Why Customer Experience Is Key For Revenue Performance

Companies that focus solely on sales to drive revenue are missing out on a critical yet often overlooked opportunity for growth: customer experience. 

In the old days, customer experience was usually considered an operating expense, not a revenue driver. However, things have changed. Nowadays, with the explosion in popularity of revenue performance management, smart leaders recognise the possibilities of CX to drive revenue through customer retention, expansion, and the creation of customer advocates. And the data backs this up – in the largest survey on B2B RevOps, conducted by Lean Data and Sales Hacker, 95% agree that customer experience is crucial for unlocking growth.

The Revenue Cycle 

Leandra Fisherman, Chief Revenue Officer of Intercom, describes guiding a person through their journey as a customer as passing the baton in a relay race: “We’re all in a relay,” she says, “and the customer is the baton.” The sales and support teams must work in tandem, providing an excellent customer experience to retain the buyer’s loyalty and incentivize them to purchase more products.

In this analogy, you could consider the salesperson – or even the marketing team, if an ad is the first touchpoint – as the first person in the relay. 

After the sale is made, the baton is passed on to the support team. The customer service reps will be the first people to come to the consumer’s aid if they experience any problems or restrictions that a higher tier product would solve. 

Let’s take the example of a customer who downloaded the free version of product. They call customer support, saying that they want access to a feature that will streamline their workflows. The support agent tells them that feature is only available in the paid version of the software. Would they like to learn more?

Thus, the customer – AKA the baton – gets passed back to sales. And so the revenue cycle continues…. 

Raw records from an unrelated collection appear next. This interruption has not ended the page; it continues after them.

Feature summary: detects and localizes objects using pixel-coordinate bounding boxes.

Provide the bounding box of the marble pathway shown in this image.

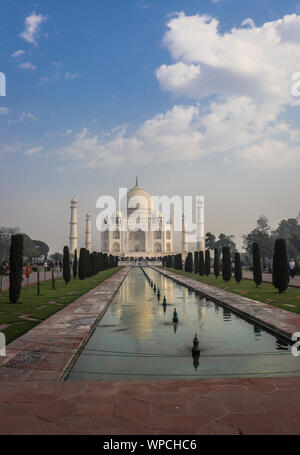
[0,267,129,382]
[153,267,300,339]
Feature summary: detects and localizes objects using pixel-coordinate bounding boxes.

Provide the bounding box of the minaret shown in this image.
[182,214,188,253]
[85,213,92,253]
[197,196,205,252]
[70,196,78,254]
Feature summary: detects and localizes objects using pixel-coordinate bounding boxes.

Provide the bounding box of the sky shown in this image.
[0,0,300,252]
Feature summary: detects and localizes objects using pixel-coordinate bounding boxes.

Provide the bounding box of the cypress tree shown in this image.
[36,269,41,295]
[85,250,92,278]
[205,250,210,276]
[73,250,78,280]
[234,253,243,283]
[214,248,220,278]
[273,239,289,294]
[199,251,205,276]
[103,253,108,270]
[178,253,183,270]
[9,234,24,303]
[222,246,231,281]
[252,243,262,288]
[51,267,55,291]
[186,253,194,273]
[100,253,104,272]
[194,251,199,275]
[63,246,71,284]
[78,248,86,280]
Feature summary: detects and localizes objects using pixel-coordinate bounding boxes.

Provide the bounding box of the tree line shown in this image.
[162,239,289,293]
[9,234,118,303]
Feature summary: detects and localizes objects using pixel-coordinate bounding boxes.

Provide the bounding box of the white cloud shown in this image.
[52,62,64,68]
[157,13,300,104]
[65,72,80,81]
[0,143,22,157]
[11,49,25,58]
[0,107,10,115]
[20,12,47,46]
[9,112,38,123]
[52,13,300,169]
[24,147,44,156]
[20,62,36,71]
[57,106,203,168]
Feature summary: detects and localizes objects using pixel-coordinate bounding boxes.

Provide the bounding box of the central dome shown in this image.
[127,181,152,213]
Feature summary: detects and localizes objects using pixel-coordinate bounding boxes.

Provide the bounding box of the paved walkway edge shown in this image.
[59,266,130,381]
[0,267,130,382]
[151,267,300,344]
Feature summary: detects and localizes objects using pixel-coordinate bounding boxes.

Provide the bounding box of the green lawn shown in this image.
[0,267,122,343]
[165,268,300,314]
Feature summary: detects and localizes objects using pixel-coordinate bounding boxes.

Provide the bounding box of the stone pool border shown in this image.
[0,267,130,384]
[151,267,300,343]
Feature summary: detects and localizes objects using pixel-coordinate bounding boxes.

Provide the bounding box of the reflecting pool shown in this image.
[67,267,300,381]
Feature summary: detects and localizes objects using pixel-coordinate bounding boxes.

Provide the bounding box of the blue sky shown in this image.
[0,0,300,251]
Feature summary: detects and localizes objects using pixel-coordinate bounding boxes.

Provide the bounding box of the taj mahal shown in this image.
[69,178,204,258]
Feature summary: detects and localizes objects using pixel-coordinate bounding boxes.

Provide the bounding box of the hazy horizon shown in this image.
[0,0,300,253]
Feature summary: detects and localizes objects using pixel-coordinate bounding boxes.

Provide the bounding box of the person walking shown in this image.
[289,259,296,278]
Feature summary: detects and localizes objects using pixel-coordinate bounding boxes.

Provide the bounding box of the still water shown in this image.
[68,267,300,381]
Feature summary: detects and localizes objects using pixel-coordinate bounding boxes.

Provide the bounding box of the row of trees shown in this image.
[63,246,119,284]
[9,234,118,303]
[243,215,300,262]
[0,227,49,263]
[163,239,289,293]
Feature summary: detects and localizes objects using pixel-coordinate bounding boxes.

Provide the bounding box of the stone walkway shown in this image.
[153,267,300,340]
[0,378,300,435]
[0,267,129,382]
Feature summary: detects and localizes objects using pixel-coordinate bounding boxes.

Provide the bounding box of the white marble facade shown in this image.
[102,181,174,257]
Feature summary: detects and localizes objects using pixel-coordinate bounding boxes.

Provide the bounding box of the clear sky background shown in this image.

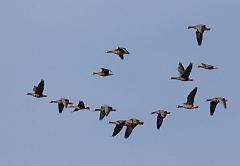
[0,0,240,166]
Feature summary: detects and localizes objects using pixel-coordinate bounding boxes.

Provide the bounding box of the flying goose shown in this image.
[50,98,73,114]
[106,47,129,60]
[27,80,47,98]
[198,63,218,70]
[151,110,171,129]
[108,120,126,137]
[177,87,198,109]
[206,97,227,116]
[170,62,193,81]
[188,24,211,46]
[94,105,116,120]
[69,101,90,112]
[124,119,144,139]
[93,68,113,77]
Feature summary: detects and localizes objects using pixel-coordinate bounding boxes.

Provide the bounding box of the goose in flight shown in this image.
[69,101,90,112]
[170,62,193,81]
[109,120,126,137]
[50,98,73,114]
[106,47,129,60]
[93,68,113,77]
[188,24,211,46]
[27,80,47,98]
[206,97,227,116]
[94,105,116,120]
[151,110,171,129]
[177,87,198,109]
[198,63,218,70]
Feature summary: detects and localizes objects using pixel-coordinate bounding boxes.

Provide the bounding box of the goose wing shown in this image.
[99,110,106,120]
[78,101,85,109]
[187,87,198,105]
[34,80,44,95]
[124,125,136,139]
[58,103,64,114]
[219,97,227,109]
[196,30,203,46]
[182,63,192,78]
[157,114,163,129]
[112,121,125,137]
[210,101,218,116]
[178,62,184,75]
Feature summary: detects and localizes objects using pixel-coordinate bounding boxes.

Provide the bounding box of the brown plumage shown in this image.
[50,98,73,114]
[177,87,198,109]
[206,97,227,116]
[106,47,129,60]
[124,119,144,139]
[188,24,211,46]
[109,120,126,137]
[93,68,113,77]
[198,63,218,70]
[27,80,47,98]
[151,110,171,129]
[94,105,116,120]
[69,101,90,112]
[170,62,193,81]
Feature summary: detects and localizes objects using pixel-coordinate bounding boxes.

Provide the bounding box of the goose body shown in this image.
[94,105,116,120]
[151,110,171,129]
[206,97,227,116]
[198,63,218,70]
[170,62,193,81]
[50,98,73,114]
[177,87,198,109]
[27,80,47,98]
[188,24,211,46]
[69,101,90,112]
[93,68,113,77]
[106,47,130,60]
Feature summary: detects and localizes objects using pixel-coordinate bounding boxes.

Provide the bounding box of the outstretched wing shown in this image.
[210,101,218,116]
[219,97,227,109]
[182,63,192,78]
[34,80,44,95]
[187,87,198,105]
[119,54,124,60]
[58,103,64,114]
[196,30,203,46]
[78,101,85,109]
[178,62,184,75]
[112,124,124,137]
[99,110,106,120]
[157,114,163,129]
[124,126,134,139]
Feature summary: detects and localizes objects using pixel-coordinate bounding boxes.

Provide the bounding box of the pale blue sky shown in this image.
[0,0,240,166]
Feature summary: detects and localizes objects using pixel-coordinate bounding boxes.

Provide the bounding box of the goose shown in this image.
[69,101,90,112]
[206,97,227,116]
[93,68,113,77]
[198,63,218,70]
[151,110,171,129]
[170,62,193,81]
[188,24,211,46]
[106,47,130,60]
[177,87,198,109]
[26,79,47,98]
[50,98,73,114]
[124,119,144,139]
[94,105,116,120]
[108,120,126,137]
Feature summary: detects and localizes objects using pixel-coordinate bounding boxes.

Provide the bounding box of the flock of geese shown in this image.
[27,24,227,138]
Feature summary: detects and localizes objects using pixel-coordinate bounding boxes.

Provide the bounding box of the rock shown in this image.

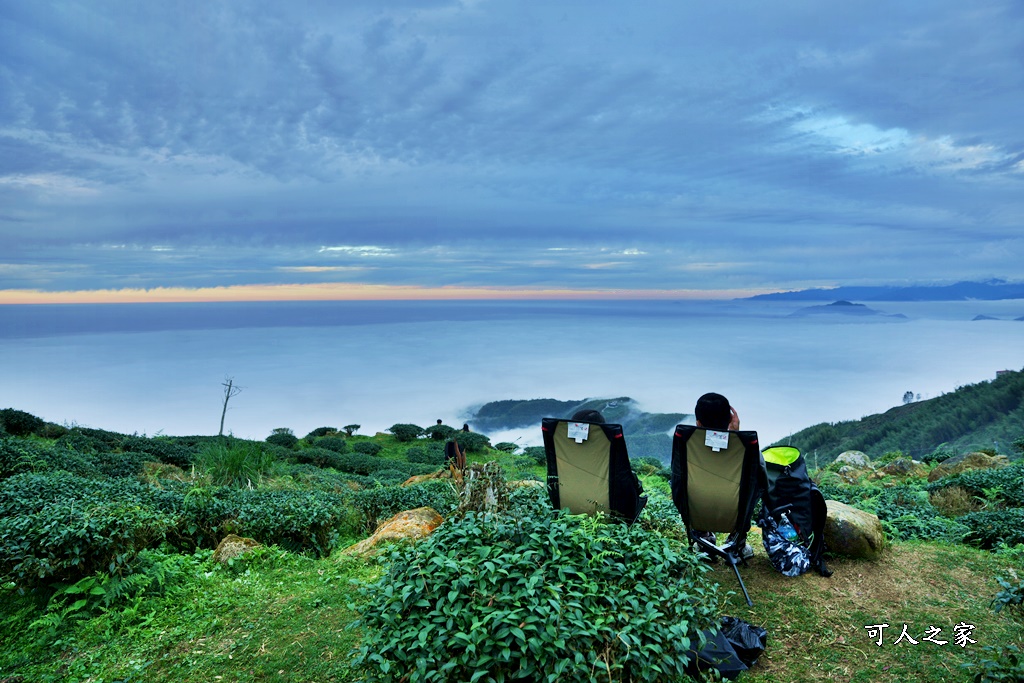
[401,470,452,486]
[836,465,865,483]
[825,501,886,560]
[344,508,444,555]
[213,533,261,564]
[835,451,871,468]
[870,458,928,479]
[928,453,1010,481]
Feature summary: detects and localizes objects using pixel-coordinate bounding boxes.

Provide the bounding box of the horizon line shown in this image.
[0,283,776,305]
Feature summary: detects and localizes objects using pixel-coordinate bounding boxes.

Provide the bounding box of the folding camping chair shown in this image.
[541,418,647,524]
[672,425,764,605]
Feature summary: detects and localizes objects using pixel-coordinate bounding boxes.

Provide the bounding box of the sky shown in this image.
[0,0,1024,303]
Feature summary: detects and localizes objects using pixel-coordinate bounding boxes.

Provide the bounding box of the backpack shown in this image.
[758,446,831,577]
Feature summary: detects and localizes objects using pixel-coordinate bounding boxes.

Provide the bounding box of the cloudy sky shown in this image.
[0,0,1024,302]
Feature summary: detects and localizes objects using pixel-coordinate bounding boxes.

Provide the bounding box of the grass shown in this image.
[0,537,1024,683]
[714,535,1024,683]
[0,435,1024,683]
[0,548,379,683]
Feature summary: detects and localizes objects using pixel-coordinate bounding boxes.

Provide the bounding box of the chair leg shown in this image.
[725,553,754,607]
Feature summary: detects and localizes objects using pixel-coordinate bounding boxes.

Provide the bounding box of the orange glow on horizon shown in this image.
[0,283,769,305]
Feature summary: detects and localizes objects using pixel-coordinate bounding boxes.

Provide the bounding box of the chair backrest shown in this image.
[672,425,761,536]
[541,418,647,522]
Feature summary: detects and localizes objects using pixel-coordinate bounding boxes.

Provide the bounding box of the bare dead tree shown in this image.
[217,377,242,436]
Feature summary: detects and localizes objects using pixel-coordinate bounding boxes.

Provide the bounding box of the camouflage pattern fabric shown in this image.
[760,515,811,577]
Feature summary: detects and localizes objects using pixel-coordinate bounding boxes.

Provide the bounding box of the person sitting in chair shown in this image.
[693,392,754,559]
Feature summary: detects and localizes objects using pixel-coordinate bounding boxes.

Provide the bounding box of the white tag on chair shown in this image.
[705,429,729,453]
[569,422,590,443]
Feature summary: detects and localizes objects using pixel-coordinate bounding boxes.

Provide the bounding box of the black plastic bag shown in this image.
[722,616,768,667]
[686,616,768,681]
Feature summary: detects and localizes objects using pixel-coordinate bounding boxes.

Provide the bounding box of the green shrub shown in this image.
[406,444,444,466]
[304,427,338,442]
[196,441,274,486]
[370,468,410,486]
[352,441,384,456]
[921,446,956,465]
[179,487,356,556]
[423,425,456,441]
[355,509,718,683]
[630,456,672,479]
[961,645,1024,683]
[992,577,1024,613]
[926,462,1024,507]
[957,508,1024,550]
[0,474,180,587]
[0,408,46,436]
[266,427,299,449]
[94,451,153,477]
[388,423,423,441]
[522,445,548,465]
[290,445,343,470]
[313,436,348,453]
[454,432,490,453]
[351,480,459,531]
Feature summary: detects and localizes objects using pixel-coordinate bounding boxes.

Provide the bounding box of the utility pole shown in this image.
[217,377,242,436]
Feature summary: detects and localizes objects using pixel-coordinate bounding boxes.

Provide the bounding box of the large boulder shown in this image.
[213,533,261,564]
[344,508,444,555]
[835,451,871,469]
[870,458,928,479]
[825,501,886,559]
[928,453,1010,481]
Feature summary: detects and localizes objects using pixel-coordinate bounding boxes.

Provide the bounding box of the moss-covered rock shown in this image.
[825,501,886,559]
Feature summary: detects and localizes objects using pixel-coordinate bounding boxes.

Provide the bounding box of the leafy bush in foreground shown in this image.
[388,423,423,441]
[0,408,46,436]
[406,442,444,467]
[957,508,1024,550]
[351,479,459,532]
[197,441,274,486]
[0,474,180,586]
[926,462,1024,507]
[352,441,384,456]
[356,509,718,683]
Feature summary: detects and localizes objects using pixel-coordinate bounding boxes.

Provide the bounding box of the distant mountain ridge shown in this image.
[775,371,1024,466]
[748,280,1024,301]
[469,396,693,463]
[788,301,906,321]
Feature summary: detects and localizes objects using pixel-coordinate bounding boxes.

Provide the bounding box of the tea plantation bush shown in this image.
[0,408,46,436]
[388,424,423,441]
[454,432,490,453]
[0,474,180,586]
[178,487,357,556]
[926,462,1024,507]
[313,436,348,453]
[522,445,548,465]
[291,445,343,470]
[406,442,444,467]
[351,480,459,531]
[356,506,718,683]
[957,508,1024,549]
[352,441,384,456]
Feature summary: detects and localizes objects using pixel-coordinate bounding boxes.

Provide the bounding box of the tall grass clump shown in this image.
[196,441,274,487]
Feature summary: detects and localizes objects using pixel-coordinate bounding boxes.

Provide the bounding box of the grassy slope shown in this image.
[783,372,1024,466]
[0,516,1024,683]
[0,423,1024,683]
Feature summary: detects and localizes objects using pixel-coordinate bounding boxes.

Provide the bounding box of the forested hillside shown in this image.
[780,372,1024,466]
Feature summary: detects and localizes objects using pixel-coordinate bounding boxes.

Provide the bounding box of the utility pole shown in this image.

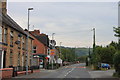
[26,8,33,75]
[93,28,95,54]
[52,33,55,69]
[60,42,62,58]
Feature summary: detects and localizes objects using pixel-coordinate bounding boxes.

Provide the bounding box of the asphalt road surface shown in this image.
[16,63,91,78]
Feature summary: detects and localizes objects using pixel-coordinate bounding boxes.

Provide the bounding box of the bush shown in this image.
[113,51,120,75]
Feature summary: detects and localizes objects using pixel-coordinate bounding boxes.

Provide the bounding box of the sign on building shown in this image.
[50,49,55,56]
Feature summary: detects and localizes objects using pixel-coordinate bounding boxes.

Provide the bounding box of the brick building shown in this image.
[0,2,33,70]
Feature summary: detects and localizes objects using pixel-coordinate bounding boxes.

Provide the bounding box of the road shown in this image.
[16,63,91,78]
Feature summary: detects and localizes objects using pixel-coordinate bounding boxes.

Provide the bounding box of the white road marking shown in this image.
[65,68,75,76]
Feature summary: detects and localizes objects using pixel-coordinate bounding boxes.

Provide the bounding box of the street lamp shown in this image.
[52,33,55,69]
[92,28,95,54]
[60,42,62,58]
[26,8,33,75]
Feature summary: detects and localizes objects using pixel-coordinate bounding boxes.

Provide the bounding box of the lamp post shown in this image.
[52,33,55,69]
[60,42,62,58]
[93,28,95,54]
[26,8,33,75]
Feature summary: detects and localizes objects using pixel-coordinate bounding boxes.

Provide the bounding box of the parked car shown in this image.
[101,63,111,69]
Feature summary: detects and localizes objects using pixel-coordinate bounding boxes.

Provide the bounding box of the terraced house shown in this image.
[0,2,33,70]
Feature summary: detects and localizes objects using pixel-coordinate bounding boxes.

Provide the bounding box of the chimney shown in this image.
[0,0,7,14]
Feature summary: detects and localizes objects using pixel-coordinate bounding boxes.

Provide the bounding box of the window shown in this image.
[4,28,7,43]
[10,50,13,66]
[0,26,2,42]
[10,31,13,45]
[33,46,37,53]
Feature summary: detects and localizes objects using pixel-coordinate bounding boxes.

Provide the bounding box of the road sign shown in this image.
[50,49,55,56]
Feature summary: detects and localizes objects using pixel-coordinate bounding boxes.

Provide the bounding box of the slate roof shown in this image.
[0,14,27,35]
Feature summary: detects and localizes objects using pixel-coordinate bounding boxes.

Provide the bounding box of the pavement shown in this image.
[14,63,114,78]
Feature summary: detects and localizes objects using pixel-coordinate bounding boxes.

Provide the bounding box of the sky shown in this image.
[7,0,118,47]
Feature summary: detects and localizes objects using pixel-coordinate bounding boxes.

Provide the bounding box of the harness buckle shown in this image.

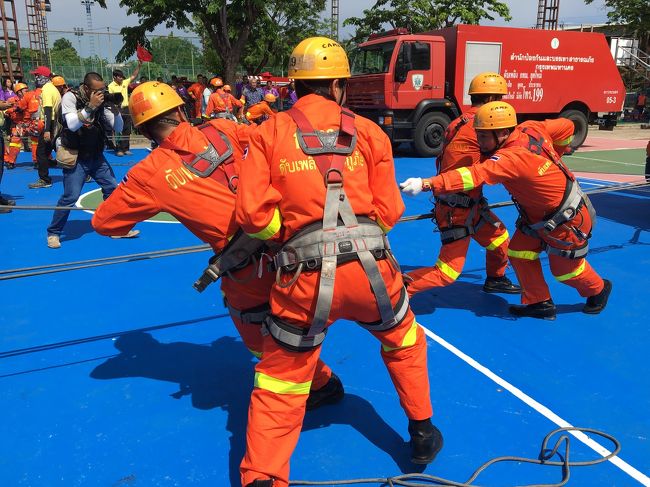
[324,168,343,186]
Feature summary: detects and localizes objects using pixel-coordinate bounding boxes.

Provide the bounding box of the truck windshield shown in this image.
[352,41,396,76]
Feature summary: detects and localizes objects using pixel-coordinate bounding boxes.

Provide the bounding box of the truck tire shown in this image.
[413,112,451,157]
[560,110,589,149]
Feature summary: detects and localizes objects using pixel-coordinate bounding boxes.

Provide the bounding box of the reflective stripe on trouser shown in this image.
[407,209,510,296]
[5,137,23,164]
[508,230,603,304]
[241,260,432,487]
[221,264,332,390]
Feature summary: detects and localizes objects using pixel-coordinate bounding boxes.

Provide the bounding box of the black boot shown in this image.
[307,372,345,411]
[509,299,557,320]
[409,419,442,465]
[483,276,521,294]
[582,279,612,315]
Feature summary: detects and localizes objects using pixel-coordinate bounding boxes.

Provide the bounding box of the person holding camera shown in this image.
[47,72,140,249]
[108,61,142,157]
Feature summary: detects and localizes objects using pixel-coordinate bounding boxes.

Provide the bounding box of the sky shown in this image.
[16,0,607,58]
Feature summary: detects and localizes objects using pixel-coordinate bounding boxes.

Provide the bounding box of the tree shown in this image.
[98,0,325,82]
[343,0,512,42]
[50,37,80,66]
[585,0,650,52]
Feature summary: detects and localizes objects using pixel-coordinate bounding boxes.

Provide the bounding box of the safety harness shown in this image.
[512,127,596,259]
[433,114,500,245]
[265,107,408,351]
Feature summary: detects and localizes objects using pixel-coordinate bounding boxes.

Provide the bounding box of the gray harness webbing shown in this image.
[267,107,399,349]
[194,230,266,293]
[224,299,271,325]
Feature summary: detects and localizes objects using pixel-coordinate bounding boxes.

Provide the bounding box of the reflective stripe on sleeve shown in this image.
[508,249,539,260]
[456,167,474,191]
[436,259,460,281]
[248,207,282,240]
[381,319,418,352]
[485,230,510,250]
[255,372,311,395]
[555,259,587,282]
[553,135,573,145]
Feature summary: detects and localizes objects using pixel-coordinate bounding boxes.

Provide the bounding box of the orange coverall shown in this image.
[237,94,432,487]
[5,88,41,164]
[407,107,510,295]
[187,81,205,118]
[205,89,244,117]
[431,119,604,304]
[246,100,275,124]
[92,120,332,389]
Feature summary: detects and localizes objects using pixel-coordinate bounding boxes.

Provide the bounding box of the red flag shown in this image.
[135,43,153,63]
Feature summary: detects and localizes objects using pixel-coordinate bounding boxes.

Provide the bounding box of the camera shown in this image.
[101,89,124,106]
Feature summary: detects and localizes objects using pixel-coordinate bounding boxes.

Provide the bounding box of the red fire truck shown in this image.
[347,25,625,157]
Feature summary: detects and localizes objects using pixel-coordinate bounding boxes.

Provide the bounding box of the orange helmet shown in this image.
[467,72,508,95]
[51,76,65,86]
[129,81,184,127]
[474,101,517,130]
[288,37,350,79]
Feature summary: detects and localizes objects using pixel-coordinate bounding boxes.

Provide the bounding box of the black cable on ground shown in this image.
[289,427,621,487]
[0,244,212,281]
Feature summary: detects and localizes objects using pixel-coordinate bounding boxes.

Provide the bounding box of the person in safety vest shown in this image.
[92,81,343,416]
[645,140,650,183]
[187,74,205,118]
[205,78,244,119]
[246,93,277,125]
[237,37,442,487]
[5,83,39,172]
[400,72,521,296]
[404,101,612,319]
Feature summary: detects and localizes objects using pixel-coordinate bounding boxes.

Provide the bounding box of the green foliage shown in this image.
[93,0,326,82]
[343,0,512,42]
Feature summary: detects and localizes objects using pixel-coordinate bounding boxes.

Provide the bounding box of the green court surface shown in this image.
[77,188,178,223]
[562,149,645,175]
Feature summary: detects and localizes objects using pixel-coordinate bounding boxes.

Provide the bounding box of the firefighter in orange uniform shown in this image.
[92,81,342,408]
[246,93,276,125]
[408,101,612,319]
[237,37,442,487]
[401,72,521,296]
[5,83,40,169]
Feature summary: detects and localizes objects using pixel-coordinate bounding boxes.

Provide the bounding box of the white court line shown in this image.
[420,325,650,487]
[570,156,645,167]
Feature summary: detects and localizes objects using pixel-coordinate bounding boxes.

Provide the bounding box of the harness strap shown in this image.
[223,299,271,325]
[287,106,395,341]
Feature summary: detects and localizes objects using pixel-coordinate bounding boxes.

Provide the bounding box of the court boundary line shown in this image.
[418,323,650,487]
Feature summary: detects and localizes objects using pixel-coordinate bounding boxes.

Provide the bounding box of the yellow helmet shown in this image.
[51,76,65,86]
[474,101,517,130]
[287,37,350,79]
[467,72,508,95]
[129,81,183,127]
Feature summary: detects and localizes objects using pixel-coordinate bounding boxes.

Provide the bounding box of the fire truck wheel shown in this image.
[560,110,589,149]
[413,112,451,157]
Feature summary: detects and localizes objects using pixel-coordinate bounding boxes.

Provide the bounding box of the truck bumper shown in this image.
[352,107,415,143]
[594,112,620,130]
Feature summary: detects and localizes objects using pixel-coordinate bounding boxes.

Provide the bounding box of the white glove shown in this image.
[399,178,422,196]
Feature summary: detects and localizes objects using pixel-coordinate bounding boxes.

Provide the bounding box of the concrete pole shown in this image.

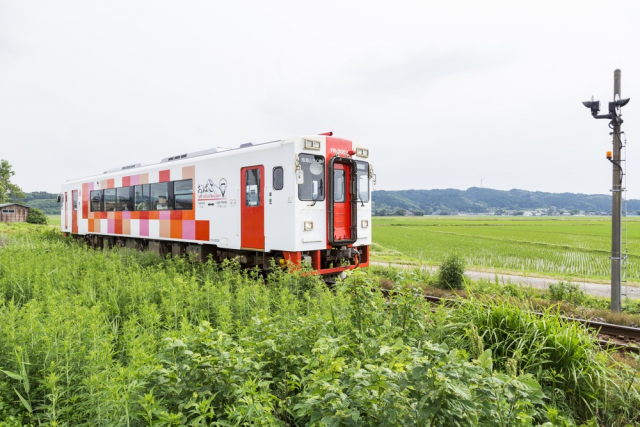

Strategies To Drive Revenue Performance With Customer Experience

1. Prioritize quality and set standards within your CX teams

If you don't have one in place already, a solid quality assurance strategy is key to keeping customers happy and CX on point. Having a structured framework and the right QA software in place drives quality by offering up smart insights into where your CX teams excel – as well their blindspots which may need a little more coaching and training.

This results in a better experience for your customers who'll spend more, stay loyal, and let others know about your product.

2. Take action to motivate CX team performance

Encourage delightful customer experiences by rewarding CX teams based on their performance. In a connected, revenue performance driven company, incentives aren't just for sales! Connect incentive plans with CX results and improve the metrics that matter. Depending on your particular organization, these may include:

  • Customer satisfaction ratings (e.g. NPS/CSAT)
  • Quality assessment scores
  • Customer retention rates

3. Go beyond the standard CX metrics of success and incentivize cross-sells and upsells

Turn your CX team into a revenue generating powerhouse by adding them to your connected commission plans. Whereas cross and upselling have historically been sales centric activities, in this new world of RevOps and connected teams, CX can play their part to increase profits – and should be rewarded for it too. CX can do this by:

  • Offering upsells based on a customer’s future goals
  • Focusing on added value
  • Targeting the most satisfied customers at the right time

The key here is to keep the focus on what a customer needs and can benefit from — and not simply on pushing for that sale.

4. Consider Gamification

Gamification, which combines game mechanics and data to improve performance, can help motivate CX teams, make their work a little more enjoyable, and improve the quality of customer experience. At Leaptree, we’ve added Gamification to our dynamic QA scorecards with leaderboards, badges, and other game elements to keep employees engaged, happy, and motivated. This helps to take customer interactions from inconsistent to unforgettable – which results in happier customers and more sales.

Conclusion: Boost Your Customer Experience, Boost Your Revenue

The bottom line is this: if you improve your customer experience, you improve your revenue performance.